А интеллектуальные силы в обществе есть. И они значительны, косвенным доказательством чему считаю книжные магазины. Там сейчас такие книги продаются, которые я прежде пытался доставать ценой свободы. И заметьте, все они изданы коммерческими структурами. Значит, наш интеллектуальный слой достаточно силен, чтобы на него работало множество издательств.
Для интеллектуалов, правда, сейчас есть простой выход из круга — Европа, Америка, Австралия и т. д. Но это облегчение жизни лишь на одно поколение. Ситуация на Западе разворачивается так, что все ценности западной демократии, скорее всего, должны будут защищать внуки тех, кто сегодня туда едет. Поэтому есть смысл оставаться и менять ситуацию здесь. Иначе этим займутся националисты, которые ехать в Европы не собираются.
Впрочем, можно остаться и жить благополучно, ничего не меняя. У интеллектуалов теперь масса возможностей выгодно реализовать себя во всевозможных институтах, центрах, экспертных группах. Но если сегодня личный материальный успех действительно доминирует в системе ценностей интеллектуалов, то пусть получат ту страну, которой они достойны.

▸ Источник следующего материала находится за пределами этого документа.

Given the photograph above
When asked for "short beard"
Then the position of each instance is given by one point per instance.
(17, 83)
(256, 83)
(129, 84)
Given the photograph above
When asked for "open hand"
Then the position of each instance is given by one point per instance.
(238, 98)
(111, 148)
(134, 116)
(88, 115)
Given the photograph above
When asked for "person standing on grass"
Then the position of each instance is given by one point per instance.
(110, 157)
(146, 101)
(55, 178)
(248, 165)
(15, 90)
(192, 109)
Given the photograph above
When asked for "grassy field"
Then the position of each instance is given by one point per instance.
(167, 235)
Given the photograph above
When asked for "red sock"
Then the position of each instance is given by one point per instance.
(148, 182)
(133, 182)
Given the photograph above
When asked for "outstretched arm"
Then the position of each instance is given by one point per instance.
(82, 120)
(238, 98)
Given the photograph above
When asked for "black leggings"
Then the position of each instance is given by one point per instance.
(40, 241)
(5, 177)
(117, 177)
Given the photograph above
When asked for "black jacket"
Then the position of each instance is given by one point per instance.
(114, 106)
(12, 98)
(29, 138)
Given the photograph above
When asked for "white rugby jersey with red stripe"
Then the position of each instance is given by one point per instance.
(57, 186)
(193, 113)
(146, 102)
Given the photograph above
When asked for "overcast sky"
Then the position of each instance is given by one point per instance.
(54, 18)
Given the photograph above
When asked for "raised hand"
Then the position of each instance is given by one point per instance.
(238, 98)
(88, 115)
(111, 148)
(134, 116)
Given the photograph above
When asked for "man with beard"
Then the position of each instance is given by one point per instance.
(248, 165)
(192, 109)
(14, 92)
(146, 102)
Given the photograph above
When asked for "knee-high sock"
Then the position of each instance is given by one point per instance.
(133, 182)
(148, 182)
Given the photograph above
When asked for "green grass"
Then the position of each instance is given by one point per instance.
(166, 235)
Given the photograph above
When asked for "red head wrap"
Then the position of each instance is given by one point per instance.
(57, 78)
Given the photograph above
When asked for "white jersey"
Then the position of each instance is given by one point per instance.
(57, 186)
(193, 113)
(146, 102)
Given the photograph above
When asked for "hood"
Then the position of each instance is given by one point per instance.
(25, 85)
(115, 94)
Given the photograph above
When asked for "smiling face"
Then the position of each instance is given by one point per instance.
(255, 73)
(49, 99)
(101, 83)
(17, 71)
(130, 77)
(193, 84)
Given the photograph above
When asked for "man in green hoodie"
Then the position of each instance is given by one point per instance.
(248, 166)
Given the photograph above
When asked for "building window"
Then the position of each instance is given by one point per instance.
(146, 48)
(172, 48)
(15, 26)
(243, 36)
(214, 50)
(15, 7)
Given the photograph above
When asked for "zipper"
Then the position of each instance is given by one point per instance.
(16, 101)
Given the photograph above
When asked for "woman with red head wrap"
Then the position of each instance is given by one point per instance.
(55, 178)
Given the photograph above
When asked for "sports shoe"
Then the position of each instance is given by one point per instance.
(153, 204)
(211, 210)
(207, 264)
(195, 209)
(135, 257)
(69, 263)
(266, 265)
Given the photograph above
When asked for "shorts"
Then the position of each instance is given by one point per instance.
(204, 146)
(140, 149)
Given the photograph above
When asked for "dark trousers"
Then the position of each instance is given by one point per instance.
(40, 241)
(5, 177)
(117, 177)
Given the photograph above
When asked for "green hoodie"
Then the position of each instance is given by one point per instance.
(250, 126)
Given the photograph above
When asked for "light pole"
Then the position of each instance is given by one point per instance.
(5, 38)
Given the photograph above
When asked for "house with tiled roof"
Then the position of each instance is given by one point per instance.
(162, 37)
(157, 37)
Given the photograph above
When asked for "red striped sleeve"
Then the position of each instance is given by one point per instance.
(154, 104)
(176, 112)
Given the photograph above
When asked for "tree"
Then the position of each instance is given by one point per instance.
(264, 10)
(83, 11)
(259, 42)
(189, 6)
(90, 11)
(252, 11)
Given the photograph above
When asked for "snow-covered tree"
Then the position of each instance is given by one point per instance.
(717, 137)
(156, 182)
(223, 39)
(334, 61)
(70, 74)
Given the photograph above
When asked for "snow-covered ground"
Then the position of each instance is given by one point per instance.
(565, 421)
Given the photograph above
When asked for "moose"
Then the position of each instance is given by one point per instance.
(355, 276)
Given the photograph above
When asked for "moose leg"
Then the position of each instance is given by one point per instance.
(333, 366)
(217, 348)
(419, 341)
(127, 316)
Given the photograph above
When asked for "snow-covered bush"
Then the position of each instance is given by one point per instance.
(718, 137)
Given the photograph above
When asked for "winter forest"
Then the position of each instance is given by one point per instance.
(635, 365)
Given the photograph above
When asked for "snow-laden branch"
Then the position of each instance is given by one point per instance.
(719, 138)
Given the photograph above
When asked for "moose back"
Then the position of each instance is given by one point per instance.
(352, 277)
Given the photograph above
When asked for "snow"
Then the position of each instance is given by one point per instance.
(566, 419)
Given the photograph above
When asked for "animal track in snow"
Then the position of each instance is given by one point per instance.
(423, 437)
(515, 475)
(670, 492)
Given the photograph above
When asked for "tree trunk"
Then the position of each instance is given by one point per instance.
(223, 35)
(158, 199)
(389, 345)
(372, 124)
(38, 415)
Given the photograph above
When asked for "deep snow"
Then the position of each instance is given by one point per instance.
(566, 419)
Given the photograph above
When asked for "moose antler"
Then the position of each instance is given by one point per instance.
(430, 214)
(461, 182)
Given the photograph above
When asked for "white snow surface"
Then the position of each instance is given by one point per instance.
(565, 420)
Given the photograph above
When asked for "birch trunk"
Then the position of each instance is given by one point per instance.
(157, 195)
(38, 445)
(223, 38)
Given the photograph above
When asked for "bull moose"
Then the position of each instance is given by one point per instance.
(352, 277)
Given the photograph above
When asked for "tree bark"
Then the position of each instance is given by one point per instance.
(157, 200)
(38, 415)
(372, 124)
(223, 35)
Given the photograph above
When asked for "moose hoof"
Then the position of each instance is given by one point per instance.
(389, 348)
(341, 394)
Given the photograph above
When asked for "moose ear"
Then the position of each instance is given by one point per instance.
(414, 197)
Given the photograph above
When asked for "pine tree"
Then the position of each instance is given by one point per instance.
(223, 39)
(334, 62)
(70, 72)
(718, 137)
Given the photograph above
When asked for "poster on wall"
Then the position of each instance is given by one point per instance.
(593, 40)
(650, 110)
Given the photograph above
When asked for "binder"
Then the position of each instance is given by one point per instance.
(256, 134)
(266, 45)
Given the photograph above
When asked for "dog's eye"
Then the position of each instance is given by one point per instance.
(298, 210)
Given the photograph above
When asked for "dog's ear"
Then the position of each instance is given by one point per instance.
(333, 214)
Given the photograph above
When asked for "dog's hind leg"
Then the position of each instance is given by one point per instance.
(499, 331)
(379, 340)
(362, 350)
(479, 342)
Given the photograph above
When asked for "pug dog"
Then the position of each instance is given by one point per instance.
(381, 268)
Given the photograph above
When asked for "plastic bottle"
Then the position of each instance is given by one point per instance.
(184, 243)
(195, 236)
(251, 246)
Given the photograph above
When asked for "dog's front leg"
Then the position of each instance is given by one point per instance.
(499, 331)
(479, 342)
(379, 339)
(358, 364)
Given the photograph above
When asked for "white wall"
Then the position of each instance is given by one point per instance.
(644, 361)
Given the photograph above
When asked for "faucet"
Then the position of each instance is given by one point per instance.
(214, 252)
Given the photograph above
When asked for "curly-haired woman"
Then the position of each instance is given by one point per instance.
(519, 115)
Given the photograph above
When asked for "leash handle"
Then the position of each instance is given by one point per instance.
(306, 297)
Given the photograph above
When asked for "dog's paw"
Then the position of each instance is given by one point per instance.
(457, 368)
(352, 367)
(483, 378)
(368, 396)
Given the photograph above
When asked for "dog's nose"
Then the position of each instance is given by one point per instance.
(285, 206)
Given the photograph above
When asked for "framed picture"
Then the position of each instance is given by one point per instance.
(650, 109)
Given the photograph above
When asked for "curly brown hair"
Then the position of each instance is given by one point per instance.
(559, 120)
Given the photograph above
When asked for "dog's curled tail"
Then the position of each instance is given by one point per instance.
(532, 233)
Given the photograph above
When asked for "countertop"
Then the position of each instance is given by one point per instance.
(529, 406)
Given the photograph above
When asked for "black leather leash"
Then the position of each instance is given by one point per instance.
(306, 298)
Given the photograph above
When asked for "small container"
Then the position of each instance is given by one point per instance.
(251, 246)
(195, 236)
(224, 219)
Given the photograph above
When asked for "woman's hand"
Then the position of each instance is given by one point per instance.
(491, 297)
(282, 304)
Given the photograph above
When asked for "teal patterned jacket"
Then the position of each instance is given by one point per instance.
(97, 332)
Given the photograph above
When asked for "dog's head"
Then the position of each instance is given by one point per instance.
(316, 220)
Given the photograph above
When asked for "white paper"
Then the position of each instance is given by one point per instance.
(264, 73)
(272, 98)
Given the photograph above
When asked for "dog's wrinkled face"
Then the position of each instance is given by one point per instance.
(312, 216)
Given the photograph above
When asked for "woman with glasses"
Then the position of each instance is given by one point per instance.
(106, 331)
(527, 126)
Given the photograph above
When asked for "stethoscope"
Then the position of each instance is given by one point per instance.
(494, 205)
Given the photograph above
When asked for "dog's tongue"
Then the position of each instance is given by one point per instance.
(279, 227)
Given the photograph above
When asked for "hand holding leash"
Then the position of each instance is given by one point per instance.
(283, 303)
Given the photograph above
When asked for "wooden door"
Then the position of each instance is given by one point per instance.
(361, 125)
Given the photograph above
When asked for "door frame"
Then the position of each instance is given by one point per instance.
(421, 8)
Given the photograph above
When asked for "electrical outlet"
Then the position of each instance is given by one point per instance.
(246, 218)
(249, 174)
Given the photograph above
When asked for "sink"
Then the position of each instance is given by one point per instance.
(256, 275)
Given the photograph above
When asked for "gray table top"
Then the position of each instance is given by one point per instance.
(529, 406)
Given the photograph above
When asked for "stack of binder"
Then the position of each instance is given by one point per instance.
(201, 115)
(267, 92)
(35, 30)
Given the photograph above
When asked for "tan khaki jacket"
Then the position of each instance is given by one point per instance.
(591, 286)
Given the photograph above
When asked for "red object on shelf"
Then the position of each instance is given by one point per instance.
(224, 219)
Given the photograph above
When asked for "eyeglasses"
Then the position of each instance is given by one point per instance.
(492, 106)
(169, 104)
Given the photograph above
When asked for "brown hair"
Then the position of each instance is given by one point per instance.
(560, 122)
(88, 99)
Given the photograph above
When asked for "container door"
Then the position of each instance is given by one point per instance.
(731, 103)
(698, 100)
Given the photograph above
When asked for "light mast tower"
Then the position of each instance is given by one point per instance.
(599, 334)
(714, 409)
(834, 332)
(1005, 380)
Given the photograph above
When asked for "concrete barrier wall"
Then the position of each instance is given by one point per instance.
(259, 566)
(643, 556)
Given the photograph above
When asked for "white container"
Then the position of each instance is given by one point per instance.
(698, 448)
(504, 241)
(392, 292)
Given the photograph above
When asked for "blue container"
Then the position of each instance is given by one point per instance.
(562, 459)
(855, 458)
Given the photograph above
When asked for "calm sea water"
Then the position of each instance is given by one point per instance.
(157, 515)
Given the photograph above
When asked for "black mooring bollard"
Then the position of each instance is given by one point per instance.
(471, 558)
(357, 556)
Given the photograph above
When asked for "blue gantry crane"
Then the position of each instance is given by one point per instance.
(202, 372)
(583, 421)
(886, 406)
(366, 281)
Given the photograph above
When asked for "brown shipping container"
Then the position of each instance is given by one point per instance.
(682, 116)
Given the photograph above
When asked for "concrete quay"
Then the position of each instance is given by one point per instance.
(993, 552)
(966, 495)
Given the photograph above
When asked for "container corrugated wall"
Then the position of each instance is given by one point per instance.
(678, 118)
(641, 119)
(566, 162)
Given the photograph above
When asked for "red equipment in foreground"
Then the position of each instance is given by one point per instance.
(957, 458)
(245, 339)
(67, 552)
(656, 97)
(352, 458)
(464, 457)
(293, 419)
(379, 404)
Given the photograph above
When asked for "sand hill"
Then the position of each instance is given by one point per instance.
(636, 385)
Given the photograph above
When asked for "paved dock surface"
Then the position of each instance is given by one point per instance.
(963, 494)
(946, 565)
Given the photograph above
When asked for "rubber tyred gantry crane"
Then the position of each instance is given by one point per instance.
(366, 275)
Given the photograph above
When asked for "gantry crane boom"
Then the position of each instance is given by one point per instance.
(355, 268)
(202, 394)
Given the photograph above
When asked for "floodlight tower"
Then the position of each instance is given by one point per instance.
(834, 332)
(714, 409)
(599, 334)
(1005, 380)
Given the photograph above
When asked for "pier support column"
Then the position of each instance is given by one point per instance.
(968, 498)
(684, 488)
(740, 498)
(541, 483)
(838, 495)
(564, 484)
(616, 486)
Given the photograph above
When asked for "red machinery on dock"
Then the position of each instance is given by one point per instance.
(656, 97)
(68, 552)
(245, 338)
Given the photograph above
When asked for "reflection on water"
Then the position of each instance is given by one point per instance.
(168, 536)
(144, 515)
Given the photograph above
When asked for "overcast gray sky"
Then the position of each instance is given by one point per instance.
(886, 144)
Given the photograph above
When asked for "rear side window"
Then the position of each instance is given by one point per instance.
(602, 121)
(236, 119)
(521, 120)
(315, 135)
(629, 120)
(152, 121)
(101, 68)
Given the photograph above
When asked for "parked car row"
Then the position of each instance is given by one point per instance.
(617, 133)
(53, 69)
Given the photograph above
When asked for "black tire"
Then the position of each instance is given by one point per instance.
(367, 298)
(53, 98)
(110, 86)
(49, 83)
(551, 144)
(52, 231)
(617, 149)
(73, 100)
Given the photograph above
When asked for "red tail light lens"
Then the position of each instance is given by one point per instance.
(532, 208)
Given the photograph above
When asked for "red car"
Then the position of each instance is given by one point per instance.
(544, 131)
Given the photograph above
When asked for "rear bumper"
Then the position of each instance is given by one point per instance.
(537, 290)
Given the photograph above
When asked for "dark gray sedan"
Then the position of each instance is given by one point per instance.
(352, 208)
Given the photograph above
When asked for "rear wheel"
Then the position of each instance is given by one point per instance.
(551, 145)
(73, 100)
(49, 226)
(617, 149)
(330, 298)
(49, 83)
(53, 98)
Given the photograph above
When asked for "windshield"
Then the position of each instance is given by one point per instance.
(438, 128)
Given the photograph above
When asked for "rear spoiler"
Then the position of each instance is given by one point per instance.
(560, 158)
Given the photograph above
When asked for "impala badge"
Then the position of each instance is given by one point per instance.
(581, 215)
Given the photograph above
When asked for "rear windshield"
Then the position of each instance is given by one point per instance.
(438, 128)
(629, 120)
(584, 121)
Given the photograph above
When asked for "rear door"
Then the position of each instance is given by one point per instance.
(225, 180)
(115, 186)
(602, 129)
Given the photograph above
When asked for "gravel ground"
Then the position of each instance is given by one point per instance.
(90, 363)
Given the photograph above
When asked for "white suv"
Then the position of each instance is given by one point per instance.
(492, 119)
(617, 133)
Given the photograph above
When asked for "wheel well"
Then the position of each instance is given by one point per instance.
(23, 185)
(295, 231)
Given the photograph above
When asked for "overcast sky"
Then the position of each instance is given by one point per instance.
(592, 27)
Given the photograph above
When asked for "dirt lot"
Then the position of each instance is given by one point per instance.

На самом деле требуется самоотверженная, подвижническая (какой бы смех ни вызвали сейчас эти понятия) работа интеллектуальных лидеров. Пусть из-за этого они сегодня станут не самыми почитаемыми в стране, пусть даже их сочтут аутсайдерами. Но через 20 лет их работа обязательно скажется. Даже если к этому времени общество рухнет (а пока, похоже, что рухнет), то все их наработки обязательно потребуются в новом мире. Нужно только, чтобы эти интеллектуалы-одиночки объединили усилия. Как их объединить, не знаю. Знал бы — уже занимался бы этим.